A show with more than 10,000 dancers was staged July 25 at the opening ceremony of the Luqu Guozhuang Dance Performance in Luqu county, Gannan Tibet autonomous prefecture in Northwest China's Gansu province.
Dancers perform in traditional ethnic costumes at the opening ceremony of the Luqu Guozhuang Dance Performance in Luqu county, Gannan Tibet autonomous prefecture in Northwest China's Gansu province, July 25, 2019. (Photo: Li Shengrui/chinadaily.com.cn)

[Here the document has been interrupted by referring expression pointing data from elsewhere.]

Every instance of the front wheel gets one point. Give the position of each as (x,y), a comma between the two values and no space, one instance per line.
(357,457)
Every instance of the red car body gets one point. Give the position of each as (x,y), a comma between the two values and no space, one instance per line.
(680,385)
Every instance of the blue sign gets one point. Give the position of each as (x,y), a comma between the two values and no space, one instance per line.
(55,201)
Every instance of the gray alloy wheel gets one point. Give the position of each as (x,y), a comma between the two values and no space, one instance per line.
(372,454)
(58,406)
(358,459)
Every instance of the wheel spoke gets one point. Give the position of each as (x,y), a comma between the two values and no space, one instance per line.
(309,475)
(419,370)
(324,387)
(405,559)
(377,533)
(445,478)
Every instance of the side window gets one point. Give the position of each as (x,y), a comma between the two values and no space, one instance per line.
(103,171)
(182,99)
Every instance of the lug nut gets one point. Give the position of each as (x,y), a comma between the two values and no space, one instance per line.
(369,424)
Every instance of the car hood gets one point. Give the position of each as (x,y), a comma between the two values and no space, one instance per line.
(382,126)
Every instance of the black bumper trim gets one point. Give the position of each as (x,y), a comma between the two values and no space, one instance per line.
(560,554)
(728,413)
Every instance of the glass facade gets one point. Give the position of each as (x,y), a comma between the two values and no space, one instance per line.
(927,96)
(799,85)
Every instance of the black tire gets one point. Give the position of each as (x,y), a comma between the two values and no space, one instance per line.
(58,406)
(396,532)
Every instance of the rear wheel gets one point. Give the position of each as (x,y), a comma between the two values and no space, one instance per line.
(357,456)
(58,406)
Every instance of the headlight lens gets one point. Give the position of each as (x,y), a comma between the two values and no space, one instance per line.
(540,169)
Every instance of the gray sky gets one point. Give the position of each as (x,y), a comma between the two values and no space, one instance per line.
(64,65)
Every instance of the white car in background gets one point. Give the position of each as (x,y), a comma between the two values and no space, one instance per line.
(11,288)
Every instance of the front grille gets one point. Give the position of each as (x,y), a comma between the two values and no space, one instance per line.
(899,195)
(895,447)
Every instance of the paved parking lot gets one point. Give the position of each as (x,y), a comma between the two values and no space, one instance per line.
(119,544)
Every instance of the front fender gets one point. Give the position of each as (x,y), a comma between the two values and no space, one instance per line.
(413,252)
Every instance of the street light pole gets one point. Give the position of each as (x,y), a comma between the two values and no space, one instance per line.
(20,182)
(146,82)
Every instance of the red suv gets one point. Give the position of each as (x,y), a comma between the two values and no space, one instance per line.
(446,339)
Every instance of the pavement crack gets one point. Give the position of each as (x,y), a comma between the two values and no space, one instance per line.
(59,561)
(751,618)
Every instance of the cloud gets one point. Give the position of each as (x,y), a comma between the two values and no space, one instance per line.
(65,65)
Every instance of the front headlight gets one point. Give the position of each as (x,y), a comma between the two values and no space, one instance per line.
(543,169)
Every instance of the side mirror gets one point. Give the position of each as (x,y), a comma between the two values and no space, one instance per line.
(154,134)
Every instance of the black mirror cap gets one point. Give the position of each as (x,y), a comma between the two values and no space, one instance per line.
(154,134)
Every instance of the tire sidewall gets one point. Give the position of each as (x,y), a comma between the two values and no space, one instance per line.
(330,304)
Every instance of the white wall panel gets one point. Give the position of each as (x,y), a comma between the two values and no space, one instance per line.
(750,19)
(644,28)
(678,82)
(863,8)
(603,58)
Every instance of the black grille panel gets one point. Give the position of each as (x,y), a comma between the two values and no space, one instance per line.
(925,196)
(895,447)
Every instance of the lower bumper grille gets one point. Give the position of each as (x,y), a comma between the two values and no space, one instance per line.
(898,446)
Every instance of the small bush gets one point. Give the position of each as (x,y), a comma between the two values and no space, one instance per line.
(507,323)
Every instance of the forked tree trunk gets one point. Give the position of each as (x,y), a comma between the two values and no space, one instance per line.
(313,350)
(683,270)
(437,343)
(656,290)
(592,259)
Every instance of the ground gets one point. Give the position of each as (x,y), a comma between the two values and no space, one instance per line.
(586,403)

On the sprawling grasslands of Luqu county, dancers from 31 Tibetan Guozhuang dance troupes from Tibet autonomous region, Qinghai, Gansu, Sichuan and Yunnan provinces performed in traditional ethnic costumes, waving their long sleeves and wowing tourists from home and abroad.
The dance, originating in the Guozhuang village of Qamdo Prefecture in Tibet autonomous region, is considered Tibet's most famous folk dance.
It dates back to ancient times when a group of travelling merchants set up a bonfire for cooking tea at night. They danced around the bonfire after dinner to drive away the fatigue brought by their travels.
In modern times the dance is only performed at festivals, ceremonies and weddings. Male and female dancers stand in a circle hand-in-hand and sing songs without musical accompaniment.
The song begins slowly and gradually speeds up. Men begin the singing and women reply in an antiphonal style. They repeat the chanting until arriving at the same upbeat rhythm.
It was honored as an intangible cultural heritage in 2006 when China issued its first nationally ranked cultural heritage sites.
The three-day event includes a bonfire party, Tibetan costume display and other activities.